Wolf Laughlin, manager at the Gun Shack in Helotes, and John Dury, vice president of Dury’s Gun Shop, said ammunition for the most popular calibers has grown hard to come by. When either shop does receive ammunition, they say it’s quickly bought up.
“Because of COVID, the supply chains got shut down for places to get raw materials for primers, powder, bullets,” Laughlin explained. “Therefore, there's no ammunition coming out. It interrupted the supply chain. With the spike in demand, as well as the decrease in supply, it's created a perfect storm."
Laughlin said many mines from which raw materials for ammunition are sourced were shut down due to the pandemic, causing a break in the supply chain. On the other hand, Dury said much of the ammunition his store purchases comes from overseas, where many countries imposed lengthier and more severe shutdown protocols than those in the United States.
"There has been just this giant, rolling thing of no supply, more demand, no supply, more demand,” Laughlin said.
Adding to an already stressed supply of ammunition, both said they saw a surge in first-time gun-buyers at the onset of the pandemic, largely due to concerns over personal protection.
“When you see that there's no food on the shelves at the grocery store and these people that have no ways of protecting themselves, they don't know what's going to happen, how desperate it's going to get, if people are going to start robbing them for food or whatever,” Dury said.
Laughlin said his buyers were "worried we were going to go into some kind of weird, post-apocalyptic 'Mad Max' scenario and nobody was gonna be able to survive this because of it.”
Laughlin said business has been steady since March, but Dury said there was a lull in business which kicked back up in recent months with protests calling for divestment from law enforcement and reforms in policing.
"All the stuff about defunding police and the police not being able to get there and being busy with rioters, the people are just trying to protect themselves,” Dury said. “It’s really not a hoarding issue. It's a personal protection issue right now.”

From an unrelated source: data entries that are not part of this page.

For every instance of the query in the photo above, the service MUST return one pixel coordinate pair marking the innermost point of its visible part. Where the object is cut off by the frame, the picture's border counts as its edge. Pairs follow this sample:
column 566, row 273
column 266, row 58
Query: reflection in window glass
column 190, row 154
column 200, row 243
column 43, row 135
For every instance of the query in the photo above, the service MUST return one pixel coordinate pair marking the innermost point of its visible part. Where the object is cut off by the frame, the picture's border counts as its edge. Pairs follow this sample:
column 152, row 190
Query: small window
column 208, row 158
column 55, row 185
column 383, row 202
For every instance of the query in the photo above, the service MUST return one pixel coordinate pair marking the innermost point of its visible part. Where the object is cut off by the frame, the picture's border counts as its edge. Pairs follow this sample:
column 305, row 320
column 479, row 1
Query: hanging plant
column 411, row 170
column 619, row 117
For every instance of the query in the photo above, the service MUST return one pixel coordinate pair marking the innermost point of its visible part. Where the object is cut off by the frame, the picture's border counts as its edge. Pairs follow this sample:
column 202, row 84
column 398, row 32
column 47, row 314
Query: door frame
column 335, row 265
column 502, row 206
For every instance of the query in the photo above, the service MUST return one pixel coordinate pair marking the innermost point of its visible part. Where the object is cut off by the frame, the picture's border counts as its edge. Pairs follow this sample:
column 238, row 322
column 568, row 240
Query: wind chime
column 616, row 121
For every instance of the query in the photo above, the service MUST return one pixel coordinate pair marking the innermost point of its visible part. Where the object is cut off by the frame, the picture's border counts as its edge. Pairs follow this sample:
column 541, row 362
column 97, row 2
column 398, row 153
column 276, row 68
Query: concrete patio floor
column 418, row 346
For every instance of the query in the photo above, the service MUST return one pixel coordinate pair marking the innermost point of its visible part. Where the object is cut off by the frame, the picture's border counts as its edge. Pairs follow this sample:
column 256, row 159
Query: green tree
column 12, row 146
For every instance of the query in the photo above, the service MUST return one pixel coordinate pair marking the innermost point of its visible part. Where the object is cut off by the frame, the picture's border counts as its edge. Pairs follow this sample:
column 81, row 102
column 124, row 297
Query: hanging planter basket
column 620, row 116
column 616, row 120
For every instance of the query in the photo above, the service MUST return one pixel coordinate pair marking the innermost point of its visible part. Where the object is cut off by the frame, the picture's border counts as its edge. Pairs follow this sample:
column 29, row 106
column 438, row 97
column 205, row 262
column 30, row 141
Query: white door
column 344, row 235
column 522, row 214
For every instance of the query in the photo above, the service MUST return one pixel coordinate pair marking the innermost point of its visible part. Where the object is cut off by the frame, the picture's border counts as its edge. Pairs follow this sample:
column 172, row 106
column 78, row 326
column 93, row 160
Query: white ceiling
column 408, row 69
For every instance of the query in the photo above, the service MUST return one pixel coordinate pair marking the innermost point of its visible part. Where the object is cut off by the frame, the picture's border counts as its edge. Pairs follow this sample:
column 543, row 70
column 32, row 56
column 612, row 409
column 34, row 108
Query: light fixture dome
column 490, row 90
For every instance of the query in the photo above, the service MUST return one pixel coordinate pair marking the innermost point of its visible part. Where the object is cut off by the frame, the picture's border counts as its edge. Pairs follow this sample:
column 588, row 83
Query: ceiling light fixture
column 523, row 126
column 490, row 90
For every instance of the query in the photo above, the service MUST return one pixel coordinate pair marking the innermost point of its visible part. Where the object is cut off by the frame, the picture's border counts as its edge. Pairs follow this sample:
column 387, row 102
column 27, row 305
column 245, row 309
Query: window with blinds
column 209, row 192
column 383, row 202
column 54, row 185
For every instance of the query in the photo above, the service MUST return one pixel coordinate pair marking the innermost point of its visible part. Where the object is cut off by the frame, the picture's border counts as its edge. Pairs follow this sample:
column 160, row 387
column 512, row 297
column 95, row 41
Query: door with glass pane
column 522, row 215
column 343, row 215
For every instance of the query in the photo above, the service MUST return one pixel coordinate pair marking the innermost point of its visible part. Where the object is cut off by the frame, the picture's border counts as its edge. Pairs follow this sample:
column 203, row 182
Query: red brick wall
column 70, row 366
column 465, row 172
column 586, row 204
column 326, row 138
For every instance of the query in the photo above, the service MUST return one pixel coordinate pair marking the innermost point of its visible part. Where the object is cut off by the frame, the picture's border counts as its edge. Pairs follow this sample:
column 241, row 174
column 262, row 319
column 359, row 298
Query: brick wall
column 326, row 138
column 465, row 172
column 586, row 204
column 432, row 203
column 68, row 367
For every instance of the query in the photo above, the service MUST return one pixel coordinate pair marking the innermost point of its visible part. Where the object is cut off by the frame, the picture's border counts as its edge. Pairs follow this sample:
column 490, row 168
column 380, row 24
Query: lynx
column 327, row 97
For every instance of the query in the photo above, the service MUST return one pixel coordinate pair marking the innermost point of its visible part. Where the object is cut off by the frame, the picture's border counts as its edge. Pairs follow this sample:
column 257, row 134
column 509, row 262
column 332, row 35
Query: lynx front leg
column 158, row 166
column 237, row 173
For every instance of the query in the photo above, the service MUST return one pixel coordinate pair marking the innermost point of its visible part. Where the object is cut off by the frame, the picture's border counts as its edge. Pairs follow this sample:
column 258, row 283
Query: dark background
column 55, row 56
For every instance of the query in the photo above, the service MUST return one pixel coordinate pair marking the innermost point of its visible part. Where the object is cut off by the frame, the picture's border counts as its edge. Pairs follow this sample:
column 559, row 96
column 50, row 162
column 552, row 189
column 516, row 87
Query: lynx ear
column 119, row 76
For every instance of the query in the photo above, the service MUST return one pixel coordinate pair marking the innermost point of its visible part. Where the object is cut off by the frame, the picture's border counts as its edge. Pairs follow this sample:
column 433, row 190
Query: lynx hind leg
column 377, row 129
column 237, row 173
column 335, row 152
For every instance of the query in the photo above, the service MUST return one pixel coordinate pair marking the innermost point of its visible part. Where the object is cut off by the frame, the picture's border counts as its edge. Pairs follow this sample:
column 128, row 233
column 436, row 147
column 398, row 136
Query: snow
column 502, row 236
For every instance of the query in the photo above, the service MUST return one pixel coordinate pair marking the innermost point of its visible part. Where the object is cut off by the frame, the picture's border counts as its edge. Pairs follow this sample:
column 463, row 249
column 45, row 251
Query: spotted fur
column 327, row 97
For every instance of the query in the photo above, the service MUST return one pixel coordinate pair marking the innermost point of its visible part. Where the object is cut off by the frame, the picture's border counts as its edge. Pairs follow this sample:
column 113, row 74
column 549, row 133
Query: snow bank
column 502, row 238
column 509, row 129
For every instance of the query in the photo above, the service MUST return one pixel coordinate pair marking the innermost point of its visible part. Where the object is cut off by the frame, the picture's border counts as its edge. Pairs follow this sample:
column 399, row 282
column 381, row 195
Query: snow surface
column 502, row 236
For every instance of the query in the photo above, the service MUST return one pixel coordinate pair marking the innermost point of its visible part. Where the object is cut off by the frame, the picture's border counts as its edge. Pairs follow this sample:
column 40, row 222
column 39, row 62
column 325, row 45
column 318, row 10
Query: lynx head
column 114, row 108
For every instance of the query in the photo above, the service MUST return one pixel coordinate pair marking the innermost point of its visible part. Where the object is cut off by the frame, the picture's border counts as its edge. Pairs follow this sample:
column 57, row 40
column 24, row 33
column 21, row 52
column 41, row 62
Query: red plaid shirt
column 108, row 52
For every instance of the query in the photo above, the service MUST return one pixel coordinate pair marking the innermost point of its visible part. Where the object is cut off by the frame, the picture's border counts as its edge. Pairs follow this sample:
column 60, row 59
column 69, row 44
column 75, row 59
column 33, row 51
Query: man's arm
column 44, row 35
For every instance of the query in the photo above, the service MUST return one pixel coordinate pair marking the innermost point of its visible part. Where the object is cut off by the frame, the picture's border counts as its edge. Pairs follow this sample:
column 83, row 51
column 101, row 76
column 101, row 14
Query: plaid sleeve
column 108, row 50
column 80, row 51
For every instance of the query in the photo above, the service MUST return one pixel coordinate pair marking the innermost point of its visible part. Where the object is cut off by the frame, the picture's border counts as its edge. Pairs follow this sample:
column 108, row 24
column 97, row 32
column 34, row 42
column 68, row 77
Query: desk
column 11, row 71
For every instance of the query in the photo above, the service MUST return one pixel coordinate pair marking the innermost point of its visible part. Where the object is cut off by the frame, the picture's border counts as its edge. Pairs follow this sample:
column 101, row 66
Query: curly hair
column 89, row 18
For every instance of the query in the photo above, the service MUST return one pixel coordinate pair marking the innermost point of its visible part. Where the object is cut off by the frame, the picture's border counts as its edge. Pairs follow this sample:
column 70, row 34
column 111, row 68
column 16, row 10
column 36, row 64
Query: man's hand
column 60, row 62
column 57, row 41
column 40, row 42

Dury said that last week his store received nearly 70 boxes of 9 millimeter ammunition and had sold out by lunchtime. Despite the growing demand, he said his store takes pre-paid orders for individuals.
The issue isn’t unique to local firearms salespersons. On Thursday, several were lined up outside of Academy Sports and Outdoors. Many patrons knew that was the day when the outdoors chain restocked with ammunition in popular calibers.
“Even with limitations on how much they can buy, people are just running in, buying it off the shelves and it's gone by 10:01 when they open at 10,” Laughlin said.
Laughlin said it’s important for those who are considering pulling the trigger on a firearm purchase to seek training.
“A firearm is not a magic talisman that's going to protect you,” Laughlin said. "Just because you have a gun does not mean you are safe. You need to know how to utilize it. It is a tool."